How can having your employee show up to work actually cost you more than them taking a sick day? It’s a pitfall called presenteeism.

Research shows presenteeism can actually be a higher cost to companies than absenteeism. A 2018 study demonstrated the cost of absenteeism to be about $520 per person per year, while presenteeism can cost $3,055 per person per year.

There is no question that showing up to work sick will inevitably result in a poorer quality of work. Author Walter F. Stewart says, “Pain, no matter what the cause, will always translate into lost time at work.” Not only that, but it endangers other employees who might be infected if you’re contagious.

Unfortunately, coming to work sick has a long history of being revered as an act of dedication. There are also other factors such as fear of losing a job and being unable to identify illness in yourself. Whatever the reason, presenteeism exists as a cultural problem in the workplace.

Here are 6 Steps to Ending Presenteeism in Your Workforce.

 

Be Intuitive

Many employees suffer from unseen or invisible pain, some of it related to mental health. It is highly possible an employee may continue coming to work simply out of fear or discomfort over disclosing information about their illness. They don’t want to be labelled with a sigma or worse, lose their job.

Leaders must be observant and vigilant. Watch for signs such as changes in behaviour, increased emotional reactions, absent-mindedness, difficulty concentrating, etc. Train managers on how to watch out for signs of stress or illness. So that they can support employees and encourage them to take advantage of their sick leave.

 

Redefine Dedication

Until recently, and in some workplaces even now, coming to work in spite of illness or injury was treated as an act of dedication. In fact, presenteeism likely still exists because that behaviour has historically been rewarded.

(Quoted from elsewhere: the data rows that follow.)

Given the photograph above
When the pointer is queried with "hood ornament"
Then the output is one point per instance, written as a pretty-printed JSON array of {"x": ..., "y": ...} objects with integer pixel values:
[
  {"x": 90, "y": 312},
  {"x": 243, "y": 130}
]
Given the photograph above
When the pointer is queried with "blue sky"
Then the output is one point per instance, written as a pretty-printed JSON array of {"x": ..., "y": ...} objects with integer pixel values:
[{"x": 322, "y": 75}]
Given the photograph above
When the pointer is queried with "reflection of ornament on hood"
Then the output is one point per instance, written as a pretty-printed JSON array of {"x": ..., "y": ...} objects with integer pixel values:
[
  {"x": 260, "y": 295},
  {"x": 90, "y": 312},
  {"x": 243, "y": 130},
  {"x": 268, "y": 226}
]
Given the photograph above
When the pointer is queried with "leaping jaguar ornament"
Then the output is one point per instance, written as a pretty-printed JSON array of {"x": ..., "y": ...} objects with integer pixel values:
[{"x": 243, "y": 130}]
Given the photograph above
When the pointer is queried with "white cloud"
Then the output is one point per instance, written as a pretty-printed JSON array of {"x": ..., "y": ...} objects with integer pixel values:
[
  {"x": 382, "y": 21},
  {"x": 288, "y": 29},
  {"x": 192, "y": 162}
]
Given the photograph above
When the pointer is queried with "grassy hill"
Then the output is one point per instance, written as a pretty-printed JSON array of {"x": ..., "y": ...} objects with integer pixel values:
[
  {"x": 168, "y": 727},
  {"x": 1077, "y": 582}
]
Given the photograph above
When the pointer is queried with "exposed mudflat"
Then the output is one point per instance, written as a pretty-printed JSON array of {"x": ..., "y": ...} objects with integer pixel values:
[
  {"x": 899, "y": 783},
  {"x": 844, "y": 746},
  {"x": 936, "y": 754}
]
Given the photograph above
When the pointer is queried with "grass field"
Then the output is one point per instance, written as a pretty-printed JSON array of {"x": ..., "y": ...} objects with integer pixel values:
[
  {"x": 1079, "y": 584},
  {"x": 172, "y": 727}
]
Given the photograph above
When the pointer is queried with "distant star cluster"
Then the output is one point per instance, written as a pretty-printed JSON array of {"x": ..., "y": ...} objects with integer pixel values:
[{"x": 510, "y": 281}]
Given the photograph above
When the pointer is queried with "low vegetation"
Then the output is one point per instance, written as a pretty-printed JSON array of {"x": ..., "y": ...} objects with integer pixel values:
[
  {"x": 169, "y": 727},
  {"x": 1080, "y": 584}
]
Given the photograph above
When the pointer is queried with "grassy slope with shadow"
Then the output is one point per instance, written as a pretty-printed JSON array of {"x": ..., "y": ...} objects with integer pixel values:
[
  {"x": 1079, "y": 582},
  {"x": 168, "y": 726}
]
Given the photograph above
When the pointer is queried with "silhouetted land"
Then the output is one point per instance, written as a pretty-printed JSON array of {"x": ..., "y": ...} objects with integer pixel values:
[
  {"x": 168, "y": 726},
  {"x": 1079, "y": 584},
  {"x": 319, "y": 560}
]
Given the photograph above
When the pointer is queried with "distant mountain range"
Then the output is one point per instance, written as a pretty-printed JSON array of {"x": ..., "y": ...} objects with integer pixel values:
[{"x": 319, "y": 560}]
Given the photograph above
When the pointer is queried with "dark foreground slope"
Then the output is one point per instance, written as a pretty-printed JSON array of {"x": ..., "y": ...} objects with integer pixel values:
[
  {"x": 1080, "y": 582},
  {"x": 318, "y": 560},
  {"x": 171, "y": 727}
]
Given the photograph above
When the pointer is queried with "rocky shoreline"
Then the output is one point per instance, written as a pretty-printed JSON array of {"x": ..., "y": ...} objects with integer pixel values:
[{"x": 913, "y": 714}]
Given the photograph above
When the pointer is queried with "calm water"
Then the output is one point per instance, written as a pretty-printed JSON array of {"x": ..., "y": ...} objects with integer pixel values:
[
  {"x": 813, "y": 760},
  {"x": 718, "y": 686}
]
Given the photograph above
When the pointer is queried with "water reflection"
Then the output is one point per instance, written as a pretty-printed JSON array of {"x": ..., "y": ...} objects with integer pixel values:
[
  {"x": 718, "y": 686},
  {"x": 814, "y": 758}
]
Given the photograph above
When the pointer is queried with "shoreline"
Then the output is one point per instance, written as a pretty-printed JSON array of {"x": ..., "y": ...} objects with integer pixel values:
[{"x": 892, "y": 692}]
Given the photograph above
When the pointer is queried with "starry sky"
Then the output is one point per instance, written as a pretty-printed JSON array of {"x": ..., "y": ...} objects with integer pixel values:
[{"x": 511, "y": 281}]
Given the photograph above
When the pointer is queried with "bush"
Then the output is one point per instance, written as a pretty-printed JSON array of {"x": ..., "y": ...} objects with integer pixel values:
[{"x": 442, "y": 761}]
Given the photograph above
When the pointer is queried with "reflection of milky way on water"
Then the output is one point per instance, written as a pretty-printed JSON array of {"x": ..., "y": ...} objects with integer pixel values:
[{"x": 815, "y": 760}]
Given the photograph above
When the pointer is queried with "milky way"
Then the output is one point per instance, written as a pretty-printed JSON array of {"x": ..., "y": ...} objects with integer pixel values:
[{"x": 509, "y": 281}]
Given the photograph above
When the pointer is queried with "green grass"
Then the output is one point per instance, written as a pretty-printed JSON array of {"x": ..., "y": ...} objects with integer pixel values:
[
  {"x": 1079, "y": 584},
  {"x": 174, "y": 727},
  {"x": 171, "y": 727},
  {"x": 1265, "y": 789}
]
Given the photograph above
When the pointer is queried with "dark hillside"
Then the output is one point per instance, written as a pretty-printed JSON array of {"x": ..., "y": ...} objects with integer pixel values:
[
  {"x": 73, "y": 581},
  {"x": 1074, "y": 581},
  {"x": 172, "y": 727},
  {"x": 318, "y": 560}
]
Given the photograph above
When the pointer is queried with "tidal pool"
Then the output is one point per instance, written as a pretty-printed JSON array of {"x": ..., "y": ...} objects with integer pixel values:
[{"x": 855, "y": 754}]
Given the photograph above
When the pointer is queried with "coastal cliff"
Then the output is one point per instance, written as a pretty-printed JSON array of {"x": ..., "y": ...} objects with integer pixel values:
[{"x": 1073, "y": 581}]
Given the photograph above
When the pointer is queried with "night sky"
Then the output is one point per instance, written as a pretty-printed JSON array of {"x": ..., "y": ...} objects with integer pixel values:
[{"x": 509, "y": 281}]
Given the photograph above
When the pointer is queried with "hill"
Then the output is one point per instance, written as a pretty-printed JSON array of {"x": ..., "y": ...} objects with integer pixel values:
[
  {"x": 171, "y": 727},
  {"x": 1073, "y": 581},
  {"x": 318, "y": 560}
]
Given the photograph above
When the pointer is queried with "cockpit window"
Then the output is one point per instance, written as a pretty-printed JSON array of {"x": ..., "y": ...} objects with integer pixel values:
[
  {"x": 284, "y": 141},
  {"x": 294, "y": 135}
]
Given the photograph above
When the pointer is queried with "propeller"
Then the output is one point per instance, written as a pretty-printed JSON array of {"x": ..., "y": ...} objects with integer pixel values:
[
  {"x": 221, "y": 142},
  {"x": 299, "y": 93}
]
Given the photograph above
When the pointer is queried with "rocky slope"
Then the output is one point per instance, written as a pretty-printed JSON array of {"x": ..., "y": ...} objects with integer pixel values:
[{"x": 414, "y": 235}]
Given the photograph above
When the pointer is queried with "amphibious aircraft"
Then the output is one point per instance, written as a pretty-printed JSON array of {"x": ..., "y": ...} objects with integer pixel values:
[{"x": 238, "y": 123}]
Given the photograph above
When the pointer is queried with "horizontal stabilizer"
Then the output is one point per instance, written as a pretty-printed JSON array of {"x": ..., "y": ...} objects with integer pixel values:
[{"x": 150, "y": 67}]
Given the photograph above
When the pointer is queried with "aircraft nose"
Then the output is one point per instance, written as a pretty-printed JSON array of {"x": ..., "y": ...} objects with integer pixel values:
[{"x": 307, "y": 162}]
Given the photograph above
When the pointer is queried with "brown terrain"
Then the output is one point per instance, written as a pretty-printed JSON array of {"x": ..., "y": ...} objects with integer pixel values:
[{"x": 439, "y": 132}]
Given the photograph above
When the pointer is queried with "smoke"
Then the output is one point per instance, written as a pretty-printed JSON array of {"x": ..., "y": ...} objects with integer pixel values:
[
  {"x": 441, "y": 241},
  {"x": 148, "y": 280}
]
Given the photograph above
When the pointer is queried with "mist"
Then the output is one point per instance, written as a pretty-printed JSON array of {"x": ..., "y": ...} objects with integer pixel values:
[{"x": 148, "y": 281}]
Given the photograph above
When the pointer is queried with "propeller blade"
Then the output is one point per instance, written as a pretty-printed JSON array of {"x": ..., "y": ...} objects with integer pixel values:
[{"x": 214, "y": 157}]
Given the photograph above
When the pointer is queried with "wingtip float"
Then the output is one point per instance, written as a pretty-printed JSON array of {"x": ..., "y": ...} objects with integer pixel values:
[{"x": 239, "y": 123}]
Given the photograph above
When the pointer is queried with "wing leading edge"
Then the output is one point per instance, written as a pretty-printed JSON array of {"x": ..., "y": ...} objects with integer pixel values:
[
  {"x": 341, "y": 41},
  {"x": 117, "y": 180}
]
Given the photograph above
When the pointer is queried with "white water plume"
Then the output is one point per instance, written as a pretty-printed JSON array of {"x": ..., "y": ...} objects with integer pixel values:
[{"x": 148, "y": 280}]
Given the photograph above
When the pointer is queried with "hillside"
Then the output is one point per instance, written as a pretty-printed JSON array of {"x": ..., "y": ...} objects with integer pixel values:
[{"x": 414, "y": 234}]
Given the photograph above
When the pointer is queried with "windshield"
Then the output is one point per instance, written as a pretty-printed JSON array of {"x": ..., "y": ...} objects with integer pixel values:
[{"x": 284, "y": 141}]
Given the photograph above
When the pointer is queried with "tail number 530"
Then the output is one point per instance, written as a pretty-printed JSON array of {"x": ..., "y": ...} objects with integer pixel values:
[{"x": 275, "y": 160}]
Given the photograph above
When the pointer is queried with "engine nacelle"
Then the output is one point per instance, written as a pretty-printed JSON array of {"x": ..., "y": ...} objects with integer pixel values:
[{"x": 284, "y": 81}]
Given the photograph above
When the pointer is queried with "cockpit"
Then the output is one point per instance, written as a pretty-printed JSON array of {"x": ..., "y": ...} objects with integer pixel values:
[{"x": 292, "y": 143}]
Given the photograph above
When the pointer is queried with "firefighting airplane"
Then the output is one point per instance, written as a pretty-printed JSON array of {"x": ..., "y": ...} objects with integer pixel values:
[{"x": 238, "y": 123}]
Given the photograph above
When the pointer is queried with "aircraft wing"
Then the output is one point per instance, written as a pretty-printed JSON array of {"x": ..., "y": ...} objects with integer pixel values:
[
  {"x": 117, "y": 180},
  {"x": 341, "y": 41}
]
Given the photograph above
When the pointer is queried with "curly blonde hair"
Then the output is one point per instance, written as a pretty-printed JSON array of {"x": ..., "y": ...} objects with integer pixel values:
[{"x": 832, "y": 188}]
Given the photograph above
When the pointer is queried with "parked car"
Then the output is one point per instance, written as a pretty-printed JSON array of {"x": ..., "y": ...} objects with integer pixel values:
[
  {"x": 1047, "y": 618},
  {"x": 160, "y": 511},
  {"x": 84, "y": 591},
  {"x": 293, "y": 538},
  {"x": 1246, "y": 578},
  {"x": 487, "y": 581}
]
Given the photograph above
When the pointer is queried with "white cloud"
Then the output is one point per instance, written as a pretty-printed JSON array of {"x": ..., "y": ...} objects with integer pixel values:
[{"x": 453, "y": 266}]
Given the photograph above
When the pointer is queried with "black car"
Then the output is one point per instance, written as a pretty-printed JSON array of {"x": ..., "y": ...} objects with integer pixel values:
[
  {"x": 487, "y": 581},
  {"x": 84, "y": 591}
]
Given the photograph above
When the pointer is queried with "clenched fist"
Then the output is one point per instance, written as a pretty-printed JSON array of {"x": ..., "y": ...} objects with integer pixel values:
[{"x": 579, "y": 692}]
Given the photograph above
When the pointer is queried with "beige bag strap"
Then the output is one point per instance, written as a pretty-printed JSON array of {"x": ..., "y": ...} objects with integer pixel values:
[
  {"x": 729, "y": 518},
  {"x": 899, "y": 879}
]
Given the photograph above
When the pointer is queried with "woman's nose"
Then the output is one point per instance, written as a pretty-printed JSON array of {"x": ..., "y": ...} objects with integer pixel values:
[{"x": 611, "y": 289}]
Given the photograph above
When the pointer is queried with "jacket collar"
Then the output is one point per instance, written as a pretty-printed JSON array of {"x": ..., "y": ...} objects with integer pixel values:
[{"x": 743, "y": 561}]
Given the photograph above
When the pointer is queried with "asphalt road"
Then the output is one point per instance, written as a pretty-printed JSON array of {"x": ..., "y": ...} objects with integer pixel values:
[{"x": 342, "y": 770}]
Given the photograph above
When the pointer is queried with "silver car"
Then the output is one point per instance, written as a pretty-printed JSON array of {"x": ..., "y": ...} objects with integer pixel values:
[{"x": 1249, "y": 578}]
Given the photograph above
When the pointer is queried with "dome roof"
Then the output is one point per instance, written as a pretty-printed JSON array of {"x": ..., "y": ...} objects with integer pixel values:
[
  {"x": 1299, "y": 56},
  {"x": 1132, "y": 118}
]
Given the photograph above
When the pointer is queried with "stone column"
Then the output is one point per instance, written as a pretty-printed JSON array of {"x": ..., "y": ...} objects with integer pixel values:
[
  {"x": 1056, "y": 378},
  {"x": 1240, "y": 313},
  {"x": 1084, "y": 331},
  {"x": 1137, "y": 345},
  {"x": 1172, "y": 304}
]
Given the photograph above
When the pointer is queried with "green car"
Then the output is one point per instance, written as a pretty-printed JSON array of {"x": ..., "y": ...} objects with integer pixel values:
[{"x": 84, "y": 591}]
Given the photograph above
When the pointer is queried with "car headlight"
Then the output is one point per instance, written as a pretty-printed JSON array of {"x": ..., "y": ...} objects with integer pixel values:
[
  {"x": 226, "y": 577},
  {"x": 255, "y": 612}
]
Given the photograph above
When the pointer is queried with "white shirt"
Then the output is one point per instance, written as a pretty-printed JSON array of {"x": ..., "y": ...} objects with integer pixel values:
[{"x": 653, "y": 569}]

Leaders need to undo this association by reminding employees that the company wants them to be safe and healthy at work. Not just for themselves, but for the wellness of other employees.

 

Set the Example

Presenteeism is a culture problem. It has to be solved from the top down. As a leader, you can’t expect your employees to stay home when they’re sick if you aren’t staying home when you’re sick. You also can’t expect them to stay home and nurture themselves if they feel it will be a detriment to their jobs. In other words, they need to feel safe and secure about their employment status if they were to take a sick day or two.

Make sure when you speak about illness that you’re showing your support of staying home when sick. And then back up those words with your actions. Set the example by taking sick leave whenever you’re feeling ill or overly stressed.

 

Insurance Education

It’s always a good idea to provide regular and continuing education for your employees about their healthcare options. You want to prevent time and money lost to misdiagnosis, misuse of the emergency room, absenteeism and presenteeism.

When providing education and training for your employees on how to use their medical benefits, be sure to include education about presenteeism. Make sure they know that not only do they have the ability to stay home when sick. You as a leader actively want them to take advantage of that ability.

 

Digital Presenteeism

If you have remote workers, their working hours may be even higher than those of your in-office staff. Working from home is still a new experience for many people. Not being able to physically leave the home for the day means they have to create their own boundaries.

Support your employees by helping them set healthy boundaries. This can be logging out of their computers at the end of regular work hours and not answering messages or emails on their personal time.

As a cultural problem, presenteeism will not be solved overnight. However, if you take these steps now, you’ll gradually be able to improve the quality of life for your employees as well as save your company potentially millions in lost productivity.